OpenLineage Airflow Provider
The OpenLineage Airflow Provider integrates Apache Airflow with OpenLineage, an open framework for data lineage collection and analysis. It automatically extracts metadata from Airflow DAGs and tasks, implementing Airflow listener hooks to send lineage events to an OpenLineage backend. The provider is currently at version 2.13.0 and follows the Apache Airflow providers support policy, with release cycles tied to Airflow's own release schedule, typically bumping minimum Airflow version requirements approximately every 12 months.
Warnings
- breaking Provider version 2.0.0 introduced significant breaking changes. All previously deprecated classes, parameters, and features were removed. Notably, the `normalize_sql` function was removed from the `openlineage.utils` module. This version also increased the minimum supported Apache Airflow version to 2.9.0.
- gotcha When developing custom OpenLineage extractors, be aware of potential cyclical import issues if importing from Airflow modules. OpenLineage code is instantiated during Airflow worker startup, which differs from DAG code loading, leading to subtle circular import problems.
- gotcha Incorrectly specifying the path to custom extractors via the `extractors` option in `airflow.cfg` or the `AIRFLOW__OPENLINEAGE__EXTRACTORS` environment variable will prevent the extractor from loading. This results in OpenLineage events missing operator-specific lineage for affected tasks.
- breaking The OpenLineage integration for Airflow underwent a significant migration with Airflow 2.7+. For Airflow versions <2.7, the integration was an external package (`openlineage-airflow`). For Airflow 2.7 and newer, it is the official `apache-airflow-providers-openlineage` provider. The legacy `openlineage-airflow` is no longer actively maintained.
- gotcha If an Airflow operator does not have a corresponding OpenLineage extractor, or if an extractor cannot determine input/output datasets (e.g., from `inlets` and `outlets` that are not Airflow Assets or lack specific lineage methods), the OpenLineage events for that task may be empty regarding inputs/outputs and operator-specific facets. General Airflow facets will still be emitted.

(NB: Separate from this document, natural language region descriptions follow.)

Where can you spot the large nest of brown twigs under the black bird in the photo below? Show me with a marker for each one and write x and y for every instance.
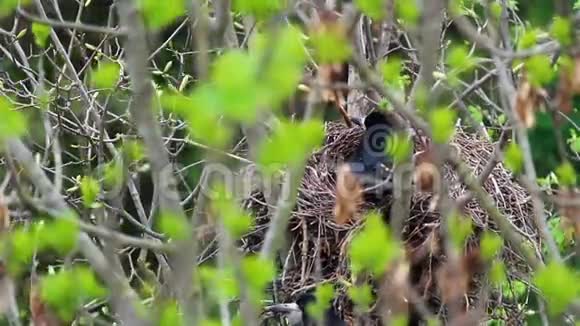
(318, 249)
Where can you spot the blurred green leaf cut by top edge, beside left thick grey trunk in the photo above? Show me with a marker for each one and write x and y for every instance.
(161, 13)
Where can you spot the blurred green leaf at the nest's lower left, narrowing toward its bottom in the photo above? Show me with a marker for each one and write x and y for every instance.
(257, 272)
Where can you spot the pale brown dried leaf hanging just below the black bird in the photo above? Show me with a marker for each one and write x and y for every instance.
(348, 195)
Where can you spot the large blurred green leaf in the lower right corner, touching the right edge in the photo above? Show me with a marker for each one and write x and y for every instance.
(559, 286)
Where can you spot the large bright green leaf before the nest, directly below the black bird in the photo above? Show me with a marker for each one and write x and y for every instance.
(373, 248)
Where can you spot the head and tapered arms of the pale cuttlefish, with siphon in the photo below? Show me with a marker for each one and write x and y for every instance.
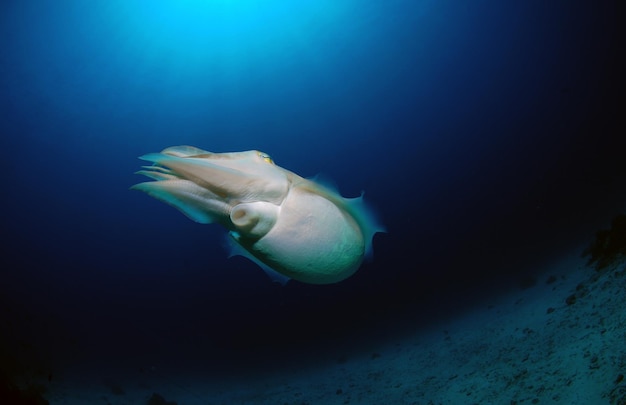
(218, 187)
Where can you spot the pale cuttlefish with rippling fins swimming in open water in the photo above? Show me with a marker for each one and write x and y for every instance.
(294, 228)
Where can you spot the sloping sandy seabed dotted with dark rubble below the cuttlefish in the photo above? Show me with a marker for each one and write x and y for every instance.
(560, 339)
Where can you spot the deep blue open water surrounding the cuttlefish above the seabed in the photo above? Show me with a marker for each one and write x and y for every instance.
(485, 134)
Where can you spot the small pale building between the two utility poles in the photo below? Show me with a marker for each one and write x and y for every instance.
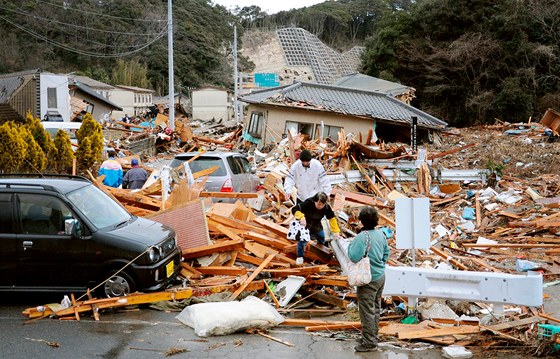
(209, 103)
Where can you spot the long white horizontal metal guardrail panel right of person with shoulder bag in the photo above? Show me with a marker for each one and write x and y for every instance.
(498, 288)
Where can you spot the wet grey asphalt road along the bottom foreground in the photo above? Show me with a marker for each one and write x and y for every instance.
(148, 333)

- gotcha There are known issues with the OpenLineage provider when running with Airflow in standalone mode, particularly concerning the scheduler shutting down due to `OpenLineageListener` pickling failures. This issue has been observed with provider versions 1.8.0 and above. This is typically not reproducible in distributed Airflow environments (e.g., Breeze, Google Composer, Astro Cloud).
Install
-
pip install apache-airflow-providers-openlineage
Imports
- BaseExtractor
from airflow.providers.openlineage.extractors.base import BaseExtractor
Quickstart
# 1. Install the provider (see 'install' section).
# 2. Configure the OpenLineage transport via environment variable or airflow.cfg.

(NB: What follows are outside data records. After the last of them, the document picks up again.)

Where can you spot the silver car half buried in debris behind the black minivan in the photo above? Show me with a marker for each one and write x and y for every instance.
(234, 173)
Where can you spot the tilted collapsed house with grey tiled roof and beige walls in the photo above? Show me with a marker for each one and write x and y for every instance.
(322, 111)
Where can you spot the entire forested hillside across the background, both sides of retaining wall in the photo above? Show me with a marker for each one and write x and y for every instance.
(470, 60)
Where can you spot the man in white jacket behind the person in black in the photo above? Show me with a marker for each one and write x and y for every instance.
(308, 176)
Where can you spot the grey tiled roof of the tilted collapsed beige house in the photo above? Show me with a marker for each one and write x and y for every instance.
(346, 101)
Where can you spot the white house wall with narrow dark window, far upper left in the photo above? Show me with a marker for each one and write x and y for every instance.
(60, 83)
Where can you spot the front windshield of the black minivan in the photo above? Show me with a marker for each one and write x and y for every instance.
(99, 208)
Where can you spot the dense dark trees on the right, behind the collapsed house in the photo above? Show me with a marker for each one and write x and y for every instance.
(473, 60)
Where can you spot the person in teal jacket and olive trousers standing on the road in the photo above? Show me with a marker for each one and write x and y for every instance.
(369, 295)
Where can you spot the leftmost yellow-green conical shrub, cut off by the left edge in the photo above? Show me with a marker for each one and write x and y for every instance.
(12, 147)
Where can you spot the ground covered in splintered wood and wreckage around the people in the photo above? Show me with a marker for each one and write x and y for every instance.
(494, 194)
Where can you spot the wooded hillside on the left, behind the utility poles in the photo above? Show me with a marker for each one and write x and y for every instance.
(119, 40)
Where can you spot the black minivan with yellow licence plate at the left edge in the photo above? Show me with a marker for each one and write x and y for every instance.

# This example sends events to a local Marquez instance (http://localhost:5000).
import os
# Recommended method: Environment variable
os.environ['AIRFLOW__OPENLINEAGE__TRANSPORT'] = '{"type": "http", "url": "http://localhost:5000", "endpoint": "api/v1/lineage"}'
# Alternatively, add this to your airflow.cfg under the [openlineage] section:
# [openlineage]
# transport = {"type": "http", "url": "http://localhost:5000", "endpoint": "api/v1/lineage"}
# No changes to user DAG files are typically required for basic lineage collection.

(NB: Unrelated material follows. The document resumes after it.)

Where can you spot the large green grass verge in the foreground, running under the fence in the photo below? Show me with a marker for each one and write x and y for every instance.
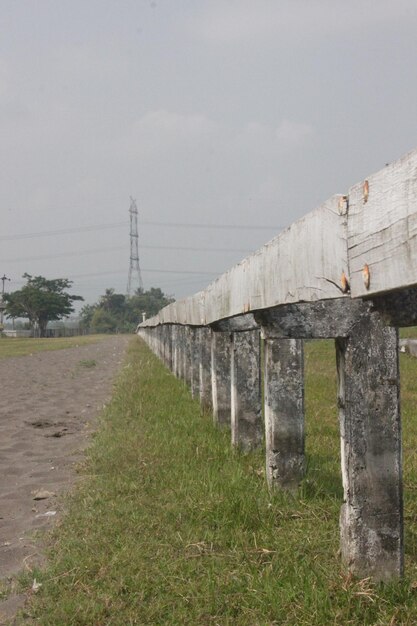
(170, 526)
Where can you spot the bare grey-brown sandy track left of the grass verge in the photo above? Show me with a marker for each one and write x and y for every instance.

# The provider automatically hooks into Airflow to extract metadata.
from airflow import DAG
from airflow.operators.bash import BashOperator
from airflow.utils.dates import days_ago
with DAG(
dag_id='openlineage_example_dag',
start_date=days_ago(1),
schedule_interval=None,
catchup=False,
tags=['openlineage', 'example'],
) as dag:
start_task = BashOperator(
task_id='start_task',
bash_command='echo "Starting lineage test..."',
)
process_data = BashOperator(
task_id='process_data',
bash_command='echo "Processing some data..." && sleep 5',
)
end_task = BashOperator(
task_id='end_task',
bash_command='echo "Lineage test complete!"',
)
start_task >> process_data >> end_task
print("OpenLineage Airflow Provider configured. Run an Airflow DAG to see lineage events.")